J’ai… un insoutenable film dans la tête, qui tourne en boucle, mêlé à d’heureux instants qui se superposent. Mais la douleur est bien réelle et celle-ci… ne se dissoudra pas dans l’eau du temps, car je ferai tout pour la tenir hors de cette eau. Je n’ai pas encore la force de pousser plus en avant la description de ces instants de souffrances de mon plus fidèle compagnon. Ce que je sais, c’est que sa douleur, ses derniers instants non mérités, totalement incompatibles avec ceux qu’il aurait dû avoir, resteront gravés en moi, comme une épitaphe sur notre tombe commune. Ce qui va suivre pourrait paraitre gros pour certains, je ne leur en voudrais pas de cette incompréhension, mais c’est une incontournable évidence… je suis définitivement mort avec lui.

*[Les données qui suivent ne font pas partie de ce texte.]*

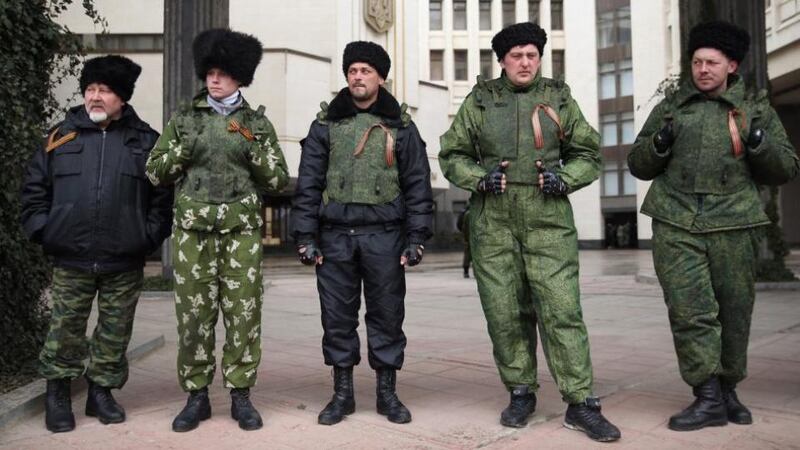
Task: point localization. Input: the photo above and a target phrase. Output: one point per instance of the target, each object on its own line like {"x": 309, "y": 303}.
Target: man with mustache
{"x": 706, "y": 147}
{"x": 520, "y": 144}
{"x": 87, "y": 201}
{"x": 362, "y": 211}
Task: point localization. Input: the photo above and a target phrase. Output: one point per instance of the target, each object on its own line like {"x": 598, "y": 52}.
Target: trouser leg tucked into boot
{"x": 587, "y": 417}
{"x": 522, "y": 405}
{"x": 343, "y": 401}
{"x": 101, "y": 404}
{"x": 58, "y": 406}
{"x": 707, "y": 410}
{"x": 243, "y": 411}
{"x": 387, "y": 402}
{"x": 197, "y": 408}
{"x": 737, "y": 412}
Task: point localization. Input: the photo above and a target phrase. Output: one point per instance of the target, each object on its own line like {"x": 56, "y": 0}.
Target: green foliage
{"x": 36, "y": 53}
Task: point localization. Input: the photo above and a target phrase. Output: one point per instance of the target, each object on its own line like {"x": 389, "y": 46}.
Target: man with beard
{"x": 362, "y": 211}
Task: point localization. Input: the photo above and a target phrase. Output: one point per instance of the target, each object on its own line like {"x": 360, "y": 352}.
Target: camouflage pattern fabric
{"x": 709, "y": 288}
{"x": 67, "y": 347}
{"x": 216, "y": 271}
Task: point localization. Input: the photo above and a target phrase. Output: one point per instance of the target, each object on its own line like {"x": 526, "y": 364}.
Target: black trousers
{"x": 371, "y": 257}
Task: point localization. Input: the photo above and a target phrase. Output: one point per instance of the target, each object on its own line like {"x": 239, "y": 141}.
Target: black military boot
{"x": 343, "y": 401}
{"x": 522, "y": 405}
{"x": 587, "y": 417}
{"x": 58, "y": 406}
{"x": 387, "y": 402}
{"x": 737, "y": 412}
{"x": 243, "y": 411}
{"x": 708, "y": 409}
{"x": 101, "y": 404}
{"x": 197, "y": 408}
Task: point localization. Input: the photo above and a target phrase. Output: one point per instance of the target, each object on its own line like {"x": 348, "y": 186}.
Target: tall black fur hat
{"x": 518, "y": 34}
{"x": 366, "y": 52}
{"x": 731, "y": 40}
{"x": 117, "y": 72}
{"x": 237, "y": 54}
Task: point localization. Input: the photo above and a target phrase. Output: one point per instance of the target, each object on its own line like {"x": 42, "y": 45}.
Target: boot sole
{"x": 591, "y": 436}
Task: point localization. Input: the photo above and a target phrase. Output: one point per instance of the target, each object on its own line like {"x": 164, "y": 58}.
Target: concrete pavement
{"x": 449, "y": 381}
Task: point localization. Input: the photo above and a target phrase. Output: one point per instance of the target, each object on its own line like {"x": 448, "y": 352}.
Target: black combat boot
{"x": 243, "y": 411}
{"x": 708, "y": 409}
{"x": 58, "y": 406}
{"x": 586, "y": 417}
{"x": 522, "y": 405}
{"x": 387, "y": 402}
{"x": 197, "y": 408}
{"x": 101, "y": 404}
{"x": 737, "y": 412}
{"x": 343, "y": 401}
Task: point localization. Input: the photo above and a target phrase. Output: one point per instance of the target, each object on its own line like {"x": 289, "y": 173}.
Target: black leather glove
{"x": 413, "y": 254}
{"x": 664, "y": 138}
{"x": 308, "y": 253}
{"x": 493, "y": 181}
{"x": 756, "y": 137}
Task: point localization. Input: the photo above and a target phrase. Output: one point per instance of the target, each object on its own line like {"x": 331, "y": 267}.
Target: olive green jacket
{"x": 699, "y": 184}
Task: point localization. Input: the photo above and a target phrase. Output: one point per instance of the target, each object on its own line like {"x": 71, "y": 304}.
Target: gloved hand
{"x": 664, "y": 138}
{"x": 412, "y": 255}
{"x": 494, "y": 181}
{"x": 756, "y": 137}
{"x": 309, "y": 253}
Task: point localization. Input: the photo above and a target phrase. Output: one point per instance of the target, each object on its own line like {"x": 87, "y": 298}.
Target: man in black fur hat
{"x": 706, "y": 147}
{"x": 361, "y": 213}
{"x": 221, "y": 155}
{"x": 87, "y": 201}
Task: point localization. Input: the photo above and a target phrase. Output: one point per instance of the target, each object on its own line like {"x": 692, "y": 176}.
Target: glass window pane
{"x": 435, "y": 13}
{"x": 485, "y": 16}
{"x": 437, "y": 65}
{"x": 460, "y": 65}
{"x": 459, "y": 14}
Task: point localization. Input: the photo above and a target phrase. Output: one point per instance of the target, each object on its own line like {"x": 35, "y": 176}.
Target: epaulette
{"x": 53, "y": 143}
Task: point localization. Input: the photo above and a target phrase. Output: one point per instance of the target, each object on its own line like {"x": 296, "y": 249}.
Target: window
{"x": 485, "y": 14}
{"x": 557, "y": 14}
{"x": 533, "y": 11}
{"x": 558, "y": 64}
{"x": 437, "y": 65}
{"x": 459, "y": 14}
{"x": 435, "y": 14}
{"x": 486, "y": 64}
{"x": 460, "y": 65}
{"x": 509, "y": 13}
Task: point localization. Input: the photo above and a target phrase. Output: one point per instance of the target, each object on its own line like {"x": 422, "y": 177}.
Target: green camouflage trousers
{"x": 525, "y": 259}
{"x": 709, "y": 288}
{"x": 67, "y": 347}
{"x": 216, "y": 271}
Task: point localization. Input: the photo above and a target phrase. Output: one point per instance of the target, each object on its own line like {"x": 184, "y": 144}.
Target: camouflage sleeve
{"x": 459, "y": 154}
{"x": 774, "y": 161}
{"x": 580, "y": 150}
{"x": 267, "y": 164}
{"x": 643, "y": 160}
{"x": 168, "y": 158}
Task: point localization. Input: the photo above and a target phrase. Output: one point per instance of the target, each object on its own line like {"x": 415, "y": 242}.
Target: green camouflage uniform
{"x": 220, "y": 170}
{"x": 524, "y": 244}
{"x": 66, "y": 346}
{"x": 706, "y": 210}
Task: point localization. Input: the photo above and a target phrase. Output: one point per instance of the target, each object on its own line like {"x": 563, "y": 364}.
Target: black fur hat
{"x": 237, "y": 54}
{"x": 731, "y": 40}
{"x": 518, "y": 34}
{"x": 117, "y": 72}
{"x": 366, "y": 52}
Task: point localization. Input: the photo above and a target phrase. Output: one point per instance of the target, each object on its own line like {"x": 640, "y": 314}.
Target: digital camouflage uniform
{"x": 707, "y": 212}
{"x": 524, "y": 244}
{"x": 220, "y": 165}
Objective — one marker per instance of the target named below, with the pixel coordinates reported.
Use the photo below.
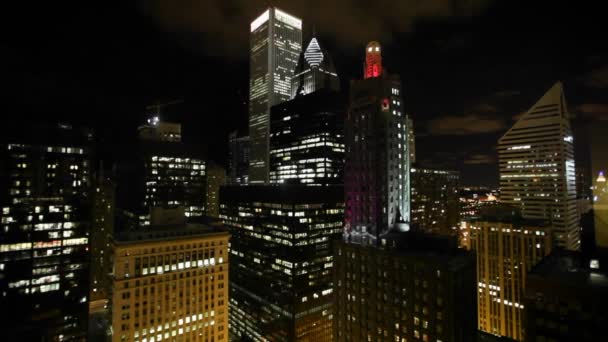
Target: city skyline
(300, 170)
(468, 74)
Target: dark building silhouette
(315, 70)
(44, 237)
(377, 169)
(414, 287)
(567, 299)
(281, 260)
(160, 171)
(238, 159)
(435, 200)
(307, 139)
(102, 229)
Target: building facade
(377, 158)
(103, 214)
(506, 248)
(44, 235)
(281, 260)
(307, 140)
(170, 283)
(238, 159)
(435, 200)
(216, 177)
(566, 299)
(275, 44)
(413, 288)
(411, 138)
(315, 70)
(537, 169)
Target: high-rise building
(275, 44)
(391, 283)
(281, 260)
(170, 282)
(103, 215)
(411, 138)
(216, 177)
(566, 299)
(414, 287)
(435, 200)
(44, 236)
(315, 70)
(537, 171)
(161, 173)
(377, 157)
(507, 247)
(307, 139)
(238, 159)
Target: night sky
(468, 67)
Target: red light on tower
(373, 60)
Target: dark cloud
(597, 111)
(221, 26)
(597, 78)
(480, 159)
(470, 124)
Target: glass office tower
(275, 44)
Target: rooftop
(570, 268)
(168, 233)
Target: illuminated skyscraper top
(315, 71)
(373, 60)
(275, 44)
(536, 158)
(377, 170)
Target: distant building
(44, 241)
(170, 282)
(161, 173)
(281, 262)
(377, 170)
(103, 214)
(307, 139)
(416, 287)
(216, 177)
(275, 44)
(315, 70)
(238, 159)
(507, 247)
(566, 299)
(537, 169)
(411, 138)
(435, 200)
(157, 130)
(391, 283)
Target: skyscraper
(161, 171)
(507, 247)
(435, 200)
(238, 159)
(537, 167)
(275, 44)
(566, 299)
(415, 287)
(216, 177)
(377, 155)
(411, 137)
(170, 282)
(103, 221)
(44, 236)
(281, 260)
(307, 139)
(315, 70)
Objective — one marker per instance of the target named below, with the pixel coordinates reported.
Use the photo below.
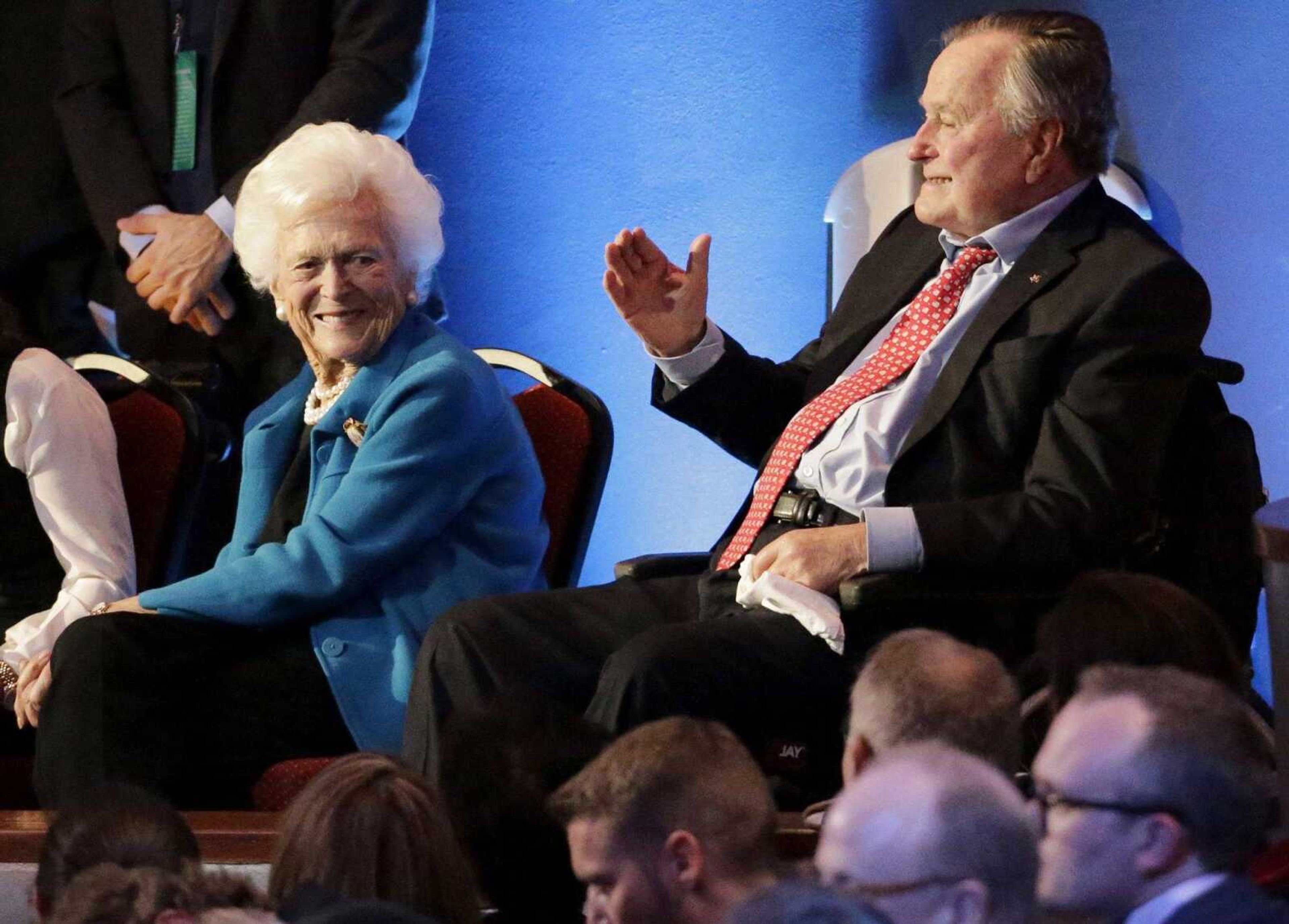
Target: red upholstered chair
(160, 448)
(573, 436)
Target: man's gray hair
(921, 685)
(1060, 70)
(332, 165)
(796, 901)
(982, 825)
(1204, 758)
(678, 774)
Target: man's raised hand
(664, 305)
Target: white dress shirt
(850, 463)
(57, 432)
(1166, 904)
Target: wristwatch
(8, 682)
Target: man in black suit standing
(167, 105)
(992, 396)
(1157, 789)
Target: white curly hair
(333, 164)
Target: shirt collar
(1162, 907)
(1011, 238)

Je n’ai pas assez souffert de creuser sa tombe, je n’ai pas assez eu d’ampoules aux mains, la pelle était trop affutée, la terre trop meuble, je n’en ai pas assez chié pour l’enterrer. Pas autant que lui en a bavé avant de partir sur mes cuisses en me regardant droit dans les yeux. J’ai posé son corps en boule à quatre-vingt centimètres sous terre, il avait l’air de dormir… Je lui ai caressé la tête et j’ai chassé ces putains de mouches avant de poser des cailloux sur sa dépouille, doucement, tendrement, en pleurant comme une madeleine. Puis j’ai recouvert les cailloux de sable, en ai lissé consciencieusement la surface… et enfin remis la terre que j’avais extirpé. Je suis allé chercher des cailloux et en ai fait un petit tertre. Puisse le temps, le vent, les animaux, épargner a jamais ce petit endroit sous le chêne la bas.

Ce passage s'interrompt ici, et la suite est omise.